Chance meeting on a dissecting table of a sewing machine and an umbrella, that says it all really. That line is in fact the response Lautreamont gave when asked what is surrealism (although this is disputed by other sources). Nurse with wounds first album was the very definition of unique. They had no peers then, and in over twenty-five years since it’s release none really have emerged. Recorded in one day at a recording studio in soho, the utterly bizarre chance meeting is a masterstroke of indescribable sounds and ideas. This IS surrealist music, just like surrealist art or poetry the music contains recognisable elements organised in odd an unexpected ways. But this way too superficial to describe this music.

It’s a collage of seemingly unmusical elements put together in a musical form, and it’s frankly quite mad. And that’s really the best I can do to describe the style.

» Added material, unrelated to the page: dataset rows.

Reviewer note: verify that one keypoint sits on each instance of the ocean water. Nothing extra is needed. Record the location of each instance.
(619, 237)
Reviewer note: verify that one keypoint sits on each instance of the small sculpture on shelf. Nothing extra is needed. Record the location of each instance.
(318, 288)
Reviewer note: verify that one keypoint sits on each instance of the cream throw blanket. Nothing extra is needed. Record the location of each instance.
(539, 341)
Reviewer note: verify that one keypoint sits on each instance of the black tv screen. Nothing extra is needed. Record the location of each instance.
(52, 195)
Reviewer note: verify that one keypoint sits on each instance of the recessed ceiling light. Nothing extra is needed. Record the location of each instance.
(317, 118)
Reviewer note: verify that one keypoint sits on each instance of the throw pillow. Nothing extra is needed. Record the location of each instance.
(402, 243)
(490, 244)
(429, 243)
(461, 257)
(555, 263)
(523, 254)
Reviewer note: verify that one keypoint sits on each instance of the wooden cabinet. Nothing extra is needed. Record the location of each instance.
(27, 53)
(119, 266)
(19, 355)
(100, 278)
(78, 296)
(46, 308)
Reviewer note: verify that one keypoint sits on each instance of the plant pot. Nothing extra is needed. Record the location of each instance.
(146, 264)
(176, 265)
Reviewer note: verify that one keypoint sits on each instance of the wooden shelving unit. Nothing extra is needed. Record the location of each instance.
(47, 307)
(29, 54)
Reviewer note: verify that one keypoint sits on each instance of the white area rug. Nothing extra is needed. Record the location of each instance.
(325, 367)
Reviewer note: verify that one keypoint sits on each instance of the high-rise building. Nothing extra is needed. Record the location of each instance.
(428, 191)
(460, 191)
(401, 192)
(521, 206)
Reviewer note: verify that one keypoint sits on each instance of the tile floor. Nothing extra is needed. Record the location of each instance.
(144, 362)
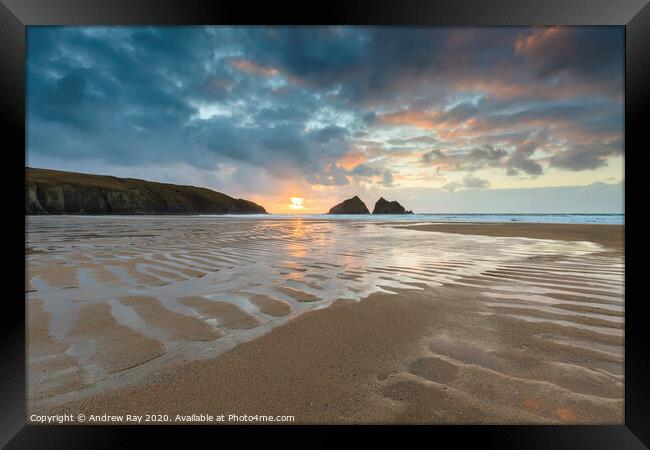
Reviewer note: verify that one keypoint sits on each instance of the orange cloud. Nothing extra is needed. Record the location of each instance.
(418, 119)
(528, 44)
(351, 160)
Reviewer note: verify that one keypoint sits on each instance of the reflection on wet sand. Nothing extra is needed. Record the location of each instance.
(538, 323)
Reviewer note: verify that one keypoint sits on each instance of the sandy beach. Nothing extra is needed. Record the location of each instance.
(326, 321)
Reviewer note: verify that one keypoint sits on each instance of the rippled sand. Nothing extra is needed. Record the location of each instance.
(454, 328)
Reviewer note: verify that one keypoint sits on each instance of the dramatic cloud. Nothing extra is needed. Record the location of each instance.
(321, 109)
(469, 181)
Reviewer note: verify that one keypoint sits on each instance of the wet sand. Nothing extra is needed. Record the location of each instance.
(533, 335)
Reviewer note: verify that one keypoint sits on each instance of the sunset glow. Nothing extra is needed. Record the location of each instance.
(443, 119)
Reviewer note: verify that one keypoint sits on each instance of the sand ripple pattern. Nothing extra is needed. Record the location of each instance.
(120, 296)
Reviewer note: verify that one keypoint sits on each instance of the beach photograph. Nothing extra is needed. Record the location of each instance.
(293, 225)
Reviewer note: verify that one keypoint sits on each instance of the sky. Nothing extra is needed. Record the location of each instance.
(444, 120)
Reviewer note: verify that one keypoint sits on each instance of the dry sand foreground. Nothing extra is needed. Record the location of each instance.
(537, 339)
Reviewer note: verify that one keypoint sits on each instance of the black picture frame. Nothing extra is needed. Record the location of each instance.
(634, 15)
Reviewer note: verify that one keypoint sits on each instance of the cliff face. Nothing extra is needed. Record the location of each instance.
(56, 192)
(352, 205)
(383, 206)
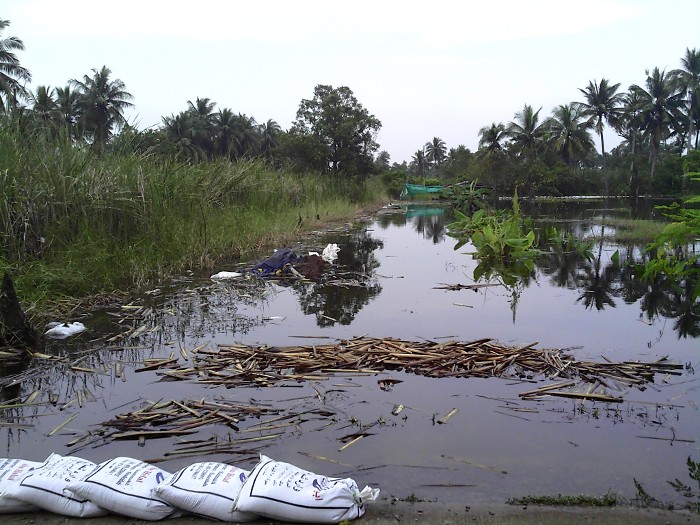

The songs themselves are in fact rather good and engaging for a group of non-musicians. The highlight for me being the half hour epic, Blank Capsules of Embroidered Cellophane. Random guitar abuse, eerie piano, a multitude of percussion and effects, a French woman reciting something, some Casio sounds. It’s goes on and on. It’s soundscape like, and at times cinematic.
Two mock projections has more of a foreboding feel to it, with some deep synth chords providing a backdrop. The six buttons of sex appeal, is the oddest of the tracks, being for the most part a load of scraping and tapping with very abstract sounding percussion, over this mass of noise a guy moans and screams in a very hysterical manner. But it fits with the rest of the album and is as with the whole crazy thing, highly engaging.
There isn’t the large spaces of silence and drone that the later albums would use and a general use of atonal noise is very prominent, which isn‘t surprising since none of the three characters involved in creating the album could play an instrument to any sort of standard. The classic Dada/fetish cover which gained the album attention when it was first released all adds to the mystique of this release. And with the infamous nurse list citing all their obscure, avant-garde (and some made up) influences they had collectors and journalists scratching their heads for years to come. An off the wall album then that require no little time and thought to truly realise, and to be honest you’ll either get it or you wont.